Misure di sviluppo per il commercio: questa, quindi, la richiesta principale di Confesercenti. “I dati Istat del 2018 parlano di recessione” ha precisato Ulandi “occorre far ripartire i consumi, invertire la tendenza, attraverso politiche a sostegno del commercio al dettaglio. Altrimenti la questione degli orari di lavoro diventerà marginale, purtroppo. E su questo occorre uniformità, senza situazioni a macchia di leopardo. In questi anni tanti Comuni hanno approfittato del fatto di essere vicini a grandi supermercati per farsi definire turistici: ma, ad esempio, tra Alessandria e Rimini, pensare a 26 domeniche aperte all’anno sarebbe troppo per il primo caso e troppo poco per il secondo. Occorrono quindi norme diverse”.
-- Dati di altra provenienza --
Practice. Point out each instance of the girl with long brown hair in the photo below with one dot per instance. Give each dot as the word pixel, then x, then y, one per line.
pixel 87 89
Ulandi ha poi bollato come “poco rilevanti” i numeri dell’ultimo sul saldo aperture/cessazioni ad Alessandria, con un lieve incremento dei negozi avviati, +4. “Ben venga che il rapporto sia positivo ma si tratta di numeri con un significato poco concreto. Stiamo assistendo a un turn over. Le imprese vivono sempre meno. Alcune durano appena un anno. Anche ad Alessandria sono stati chiusi brand importanti. Ricordo poi che nel capoluogo quest’anno ha aperto un altro grande centro commerciale e un altro sta per essere ultimato. Non è un bel segnale, vuol dire far spostare le persone dal centro alle periferie. Per questo occorre una riforma seria dei centri storici. L’unico strumento in mano ai sindaci è il piano regolatore”.